Below right: screen capture from video.

Amber Drift

Our primary experience with light and seeing color has developed using the sun as our baseline. For the most part, light from the sun comes to us in parallel rays and a very broad “spectral profile” meaning that most colors are represented nearly equally - glorious white light.

Incandescent sources are warmer-leaning than the sun when we look at their spectral profile. They show a curve which is much more gradual than most artificial sources, a fact which helps color reproduction and explains, in part, why lighting designers favor their use.

Our definition of white colored light loosely means that all colors are represented. Our eyes and brain are both adaptable and smart enough to accept a range of light as “white”, which we'll examine next.
Spectral profile of tungsten vs sun.

Fluorescent light sources are actually created by just a few narrow beams of radiation discharge; a wider spectrum, the reason we see whitish light, is due to the phosphorus coating in the tube. Depending on the exact mixtures in use, manufacturers are able to modify the tint of the fluorescent light. Although it may appear to be white the actual spectral profile is considerably uneven, which is the reason why fluorescent lighting is generally considered unflattering in color.

So although fluorescent tubes may be considered “cool white”, “daylight”, or “warm”, and their overall Kelvin rating is within “white”, because of their uneven spectral profiles, they generally have poor color reproduction qualities.
Spectral profile of Fluorescent source.

LED light sources generally have similar issues; typically, their spectral profiles are also very uneven, although that technology in particular, is advancing rapidly.
Spectral profile of a white LED source.

Some examples of Kelvin equivalents:
  • Noon time sunlight has a color temperature of about 5500 degrees Kelvin.
  • Indirect light from the North sky has a color temperature of about 10,000 degrees Kelvin.
  • Conventional incandescent lamps, as in our homes, have a color temperature of about 2850 degrees Kelvin.
  • Tungsten-incandescent lamps that we use in our stage lighting instruments have a color temperature from 3000 degrees to 3200 degrees Kelvin.

Color temperature theory has a great deal of influence when we work with photographic film. Most film, for example, is rated to accept 5500 degrees Kelvin (sunlight) as white. Video and digital cameras are much more forgiving, as they can be adjusted to accept different light sources as white (called “white balancing”).
Spectral profile of a white LED source.

The color of sunlight is often affected by a variety of conditions. Cloud cover has a blue tint because it filters out red. Light streaming through foliage often has a greenish tint as the light bouncing off the leaves has some of the red absorbed on its way.

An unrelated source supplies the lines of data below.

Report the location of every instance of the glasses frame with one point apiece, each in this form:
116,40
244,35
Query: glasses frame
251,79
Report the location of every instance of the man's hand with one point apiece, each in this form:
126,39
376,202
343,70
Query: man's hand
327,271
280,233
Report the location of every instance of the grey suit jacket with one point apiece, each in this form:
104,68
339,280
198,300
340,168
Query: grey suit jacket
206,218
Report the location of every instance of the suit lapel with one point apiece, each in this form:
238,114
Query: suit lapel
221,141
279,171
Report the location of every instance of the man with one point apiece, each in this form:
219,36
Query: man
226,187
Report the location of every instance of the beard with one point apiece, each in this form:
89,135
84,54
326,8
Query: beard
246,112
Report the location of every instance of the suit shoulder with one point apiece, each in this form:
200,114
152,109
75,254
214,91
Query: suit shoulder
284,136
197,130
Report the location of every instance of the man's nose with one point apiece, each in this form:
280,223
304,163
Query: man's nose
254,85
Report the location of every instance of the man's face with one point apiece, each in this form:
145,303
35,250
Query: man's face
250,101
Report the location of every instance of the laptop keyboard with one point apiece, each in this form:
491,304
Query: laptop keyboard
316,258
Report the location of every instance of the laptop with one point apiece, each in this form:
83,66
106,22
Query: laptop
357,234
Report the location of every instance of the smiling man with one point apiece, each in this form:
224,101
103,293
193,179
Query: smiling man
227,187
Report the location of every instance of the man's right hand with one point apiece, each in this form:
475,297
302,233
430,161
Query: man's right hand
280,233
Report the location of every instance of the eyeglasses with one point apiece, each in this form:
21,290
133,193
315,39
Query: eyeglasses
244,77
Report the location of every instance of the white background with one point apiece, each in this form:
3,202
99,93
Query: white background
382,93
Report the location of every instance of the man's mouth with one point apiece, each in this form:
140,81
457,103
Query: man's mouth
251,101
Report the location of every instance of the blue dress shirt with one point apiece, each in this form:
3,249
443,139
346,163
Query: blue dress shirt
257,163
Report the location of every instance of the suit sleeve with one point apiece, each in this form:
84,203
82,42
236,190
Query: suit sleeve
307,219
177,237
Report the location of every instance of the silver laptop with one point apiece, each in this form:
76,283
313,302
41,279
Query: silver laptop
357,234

Primarily, sunlight has been affected by scattering; as the light passes through fine particles in the air, the light is diffracted. Rayleigh's Law states that short wavelengths are scattered more than long ones. This scattering explains the blue of the sky and the “cool” haze that appears before objects in the distance. Rayleigh's law also explains why white clouds at sunset are colored as the result of scattering blue light and why red light transmits a greater distance than blue.

We're so conditioned to seeing distant objects with a blue tint that this effect partially explains why inherently warm-colored objects appear to be closer to us than cool-colored objects.
NY City - Empire State Building at a distance

A spectrophotometric analysis of a light source or a subtractive light filter shows how the energy is distributed over the spectrum of wavelengths or light colors. There are examples of spectrophotometric graphs in some of the stage lighting color filter swatch books, and on the manufacturer’s websites.
Spectral profile of a white LED source.